The metal components printed with LMF (Laser Metal Fusion) technology generally have a rough surface but very high (close to 100%) densities, as the material is completely melted, not sintered.
What comes after the printing process?
The products manufactured with metal LMF technologies may be subjected to thermal treatment to relax any residual tension resulting from the process itself and to increase the mechanical properties (according to the material, various types of curing are possible, which may affect hardness, traction resistance and ductility).
The need to reduce surface roughness or satisfy very tight dimensional tolerance requires the use of different finishing technologies and surface re-finishing on the manufactured products. According to the material used, various kinds of machining technology (turning, milling), electrical discharge machining, polishing or electropolishing and surface coatings (PVD) may be used.
Can highly air-reactive materials be printed? What are the possible risks?
All materials are reactive to specific reagents, in various ways. That’s why the process inside the work chamber occurs always in the presence of an inert gas and the oxygen concentration is very low (under .3%).
In the event of highly reactive materials like aluminum and titanium alloys, the machines are fitted with oxygen level sensors that enable it to be reduced to under 100 parts per million (100ppm).
The risks related to the management of reactive materials are eliminated during the work process. To eliminate all hazards during equipment setups, the machines identified with the RM (reactive materials) mark have an opening with gloves that allow powder handling always in inert atmosphere, avoiding all contact between materials and the external environment.
Can precious and/or reflecting metals be printed? How can I minimize the use of these materials?
Precious metals are particularly reflective at typical infrared laser wavelengths of 1047 nm. Some MYSYNT100 machine setups, identified with the PM (precious metal) marking, use a laser spot with a reduced 30 µm diameter to increase the energy density at the same laser power.
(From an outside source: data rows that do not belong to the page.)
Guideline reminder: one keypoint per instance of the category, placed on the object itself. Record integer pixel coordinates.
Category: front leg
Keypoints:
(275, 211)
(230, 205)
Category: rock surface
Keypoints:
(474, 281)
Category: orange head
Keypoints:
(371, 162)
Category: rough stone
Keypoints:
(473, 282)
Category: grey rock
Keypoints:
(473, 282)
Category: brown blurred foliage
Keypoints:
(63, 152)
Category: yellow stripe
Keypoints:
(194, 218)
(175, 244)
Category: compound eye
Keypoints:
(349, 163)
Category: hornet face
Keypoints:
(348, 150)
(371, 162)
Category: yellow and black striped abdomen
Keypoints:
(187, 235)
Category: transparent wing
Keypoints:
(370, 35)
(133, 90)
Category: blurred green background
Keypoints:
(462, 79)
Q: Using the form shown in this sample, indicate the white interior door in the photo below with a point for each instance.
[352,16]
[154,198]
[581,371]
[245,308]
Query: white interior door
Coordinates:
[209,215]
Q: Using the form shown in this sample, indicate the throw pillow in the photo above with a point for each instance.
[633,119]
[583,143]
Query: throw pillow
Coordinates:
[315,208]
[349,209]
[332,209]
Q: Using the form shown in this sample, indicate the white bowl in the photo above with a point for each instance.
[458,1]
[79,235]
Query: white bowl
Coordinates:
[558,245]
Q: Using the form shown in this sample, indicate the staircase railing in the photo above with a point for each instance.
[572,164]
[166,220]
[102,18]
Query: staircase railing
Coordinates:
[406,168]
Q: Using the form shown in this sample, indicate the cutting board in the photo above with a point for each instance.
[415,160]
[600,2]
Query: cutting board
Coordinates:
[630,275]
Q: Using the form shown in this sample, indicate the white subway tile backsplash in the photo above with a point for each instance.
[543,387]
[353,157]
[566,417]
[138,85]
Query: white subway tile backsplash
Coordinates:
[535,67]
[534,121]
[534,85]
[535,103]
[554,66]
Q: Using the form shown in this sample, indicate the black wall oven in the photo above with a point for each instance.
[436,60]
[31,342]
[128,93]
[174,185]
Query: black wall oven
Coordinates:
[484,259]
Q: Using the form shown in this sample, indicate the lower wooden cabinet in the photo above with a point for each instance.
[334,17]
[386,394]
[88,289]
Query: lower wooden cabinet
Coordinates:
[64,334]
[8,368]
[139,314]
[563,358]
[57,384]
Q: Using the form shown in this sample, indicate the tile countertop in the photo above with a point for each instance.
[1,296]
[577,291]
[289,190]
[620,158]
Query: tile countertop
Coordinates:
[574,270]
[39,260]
These machines are also distinguished by a kit of interchangeable cylinders to change the work field from Ø100 mm to 63.5 mm and 34 mm
Can I use new alloys or standard alloys from other suppliers?
Can powder be reused? What tools will I need?
In the MYSINT100, unmelted powder can be removed around the piece to take the component directly in the machine, moving all the powder to be sifted to the recovery cylinder and using external laboratory equipment to sift the powders.
EVEMET 200 allows the removal of powder not melted during the process in the work chamber. The gloves on the work chamber door allow operators to work in inert atmosphere and the optional extractor fan ensures the complete removal in inert atmosphere of the powder inside the chamber.
MYSINT300 comes with a complete range of peripheral devices that allow any unsolidified powder around the piece to be removed, extracted and sifted in automatic or semiautomatic external work stations, eliminating all contact between operators and powder.